Example: facial recognition says that this blob with eyes in the photo is a
child. Flag may have signed up Babies R Us as an advertiser. Based on the
notion that it's a baby on the front of the photo the back as should be for
formula, college funds, or diapers.

The tricky part is building up the tooling to automate that process. But hey,
most of that exists in the wild already.

------
uptown
"Unfortunately printing is so expensive, complicated and time consuming most
of us can’t be bothered to do it even though we know we should."

Not sure about anywhere else on the planet, but prints are pretty cheap at my
local 1 hour photo place.

------
jarnix
It's either a joke or a joke, made me laugh though :)

------
dsacco
I'm disappointed the Sandwich Video isn't there. It's a much better quick
introduction.

You can see it on the Kickstarter page:
[https://www.kickstarter.com/projects/1306413684/flag-the-
app...](https://www.kickstarter.com/projects/1306413684/flag-the-app-that-
prints-and-mails-your-photos-for)

(I'm not affiliated with fl.ag at all.)

------
djhworld
"On July 1st 1885, the day the service was introduced, sending a first-class
letter cost 2¢. 129 years later Flag can print and deliver your ads by first
class mail, for just 1¢. That’s progress."

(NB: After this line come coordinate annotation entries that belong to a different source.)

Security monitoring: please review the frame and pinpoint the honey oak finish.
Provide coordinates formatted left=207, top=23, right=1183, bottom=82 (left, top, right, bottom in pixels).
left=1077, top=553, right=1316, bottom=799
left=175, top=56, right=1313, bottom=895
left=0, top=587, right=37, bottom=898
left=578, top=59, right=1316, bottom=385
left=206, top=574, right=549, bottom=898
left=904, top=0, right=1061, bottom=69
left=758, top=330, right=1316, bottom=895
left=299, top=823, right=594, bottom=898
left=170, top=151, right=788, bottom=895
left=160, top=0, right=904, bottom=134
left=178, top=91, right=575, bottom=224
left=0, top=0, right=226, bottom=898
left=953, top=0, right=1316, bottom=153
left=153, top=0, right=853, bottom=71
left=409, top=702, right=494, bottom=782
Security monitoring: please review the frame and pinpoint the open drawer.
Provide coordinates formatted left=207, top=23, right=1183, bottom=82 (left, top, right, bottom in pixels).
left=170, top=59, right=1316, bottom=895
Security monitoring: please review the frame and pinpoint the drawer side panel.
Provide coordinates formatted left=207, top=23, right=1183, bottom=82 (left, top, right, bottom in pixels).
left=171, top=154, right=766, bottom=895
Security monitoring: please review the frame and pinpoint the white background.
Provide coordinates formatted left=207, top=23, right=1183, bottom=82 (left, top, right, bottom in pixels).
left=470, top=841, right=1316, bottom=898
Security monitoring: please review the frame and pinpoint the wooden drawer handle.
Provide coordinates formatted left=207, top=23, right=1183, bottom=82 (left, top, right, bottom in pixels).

Progress in what? Advertising or postal delivery?

------
toasted
Total vaporware.. consumers vastly overestimate the value of their own
attention and assume it can fund expensive things like this. If it can be ad
supported why do you need to pay $10 for the "app" via kickstarter?

------
DLarsen
Will the users ability to print be limited by the demand for advertising? In
other words, can I print 1,000 photos as an individual? If you can only fill
100 of those ad slots, do I pay for the rest out of pocket?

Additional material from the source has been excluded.